Third, one possible answer to that question that deserves more attention is whether Georgia is paying an economic development price for cuts to education. Gov. Perdue and his successor Nathan Deal chopped billions of dollars out of the state’s education budget. In what may have been a prescient Georgia Trend column headlined “Perdue’s Sad Legacy,” the late Tom Crawford wrote this in March 2009: “Georgia is competing against other states to lure sophisticated, high-tech businesses at the same time that we’re spending $2 billion less to train and educate the prospective work force. This doesn’t make any sense at all.” At the same time Crawford wrote that column, rural Georgia enrollment in University System of Georgia institutions was beginning a significant downhill slide. In 2013, the Fiscal Research Center at Georgia State University produced a report titled, “Population, Employment and Income Trends for Georgia and Atlanta.” Authored by Professor David Sjoquist, that report noted several softening economic trends and listed educational performance as one of the possible reasons why. “It is possible that the relative low performance of the K-12 education system is slowing growth,” Sjoquist’s report said. “The skill level required for most jobs has increased, which means an educated labor force has become increasingly important for attracting jobs. On lots of dimensions, Georgia’s K-12 education system performs well below the national average.” That report went on to note that Georgia ranked “19th in terms of the percentage of the population with at least a college degree,” but neglected to mention that those college graduates were concentrated overwhelmingly in the Atlanta area.
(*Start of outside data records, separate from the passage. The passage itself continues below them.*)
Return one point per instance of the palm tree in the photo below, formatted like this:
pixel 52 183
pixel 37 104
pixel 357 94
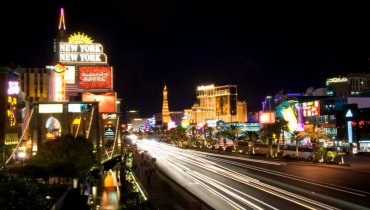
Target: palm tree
pixel 281 126
pixel 232 132
pixel 267 132
pixel 314 133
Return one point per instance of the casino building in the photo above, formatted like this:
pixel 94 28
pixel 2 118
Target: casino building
pixel 73 95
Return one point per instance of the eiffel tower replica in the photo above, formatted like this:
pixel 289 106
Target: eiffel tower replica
pixel 165 111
Fourth (and this is being really, really, really charitable), Georgia’s Job Tax Credit ain’t working as originally planned. This program was created in the early 1990s, and basically codified raising per capita income, reducing poverty and creating jobs as important economic development objectives. Initially, the JTC program focused solely on the state’s 40 poorest counties, as determined by a formula that factored in county-level PCI, poverty rates and unemployment rates. Over time, the program has been expanded in several ways. It now includes all 159 counties, no matter how prosperous, and the counties have been placed in one of four tiers, depending on how they score on the PCI/Poverty/Unemployment formula. Tax credit amounts have been increased, and the number of new jobs a business has to create to qualify for the credits has been reduced. When the program was launched in 1991, a company had to create a minimum of 10 jobs in one of the state’s bottom 40 counties to qualify for a $1,000 per job credit; now, the minimum requirement for those bottom 40 is down to two jobs, and each one entitles the job creator to a $3,500 tax credit. But even that isn’t working—at least not for Georgia’s poorest counties. According to a report by the Georgia Department of Revenue (DOR), $56.7 million in tax credits were claimed in 2021 for the creation of 20,417 jobs. My analysis of that report found that only 1,734 of those jobs were created in that year’s bottom 40 counties, and 20 of those counties didn’t get a single new JTC-supported job. In contrast, Fulton County alone picked up 5,974 new JTC-supported jobs.

Fifth and last, stir all this data together in a big pot, and it pretty much boils over with irony. Perhaps the biggest of these is political. According to the above-mentioned DOR report, 79 of Georgia’s 159 counties didn’t get a single new JTC-supported job in 2021; in the 2022 governor’s race, 71 of those counties went for incumbent Republican Gov. Brian Kemp. This includes three of the four counties—Brantley, Glascock and Pierce—that gave 90% of their votes to Kemp; the fourth of Kemp’s 90% counties, Banks, snagged 22 such jobs. Fully 60% of the 2021 jobs created under the JTC program went to Democratic counties.

Watch this space. There’s more to come on all these topics.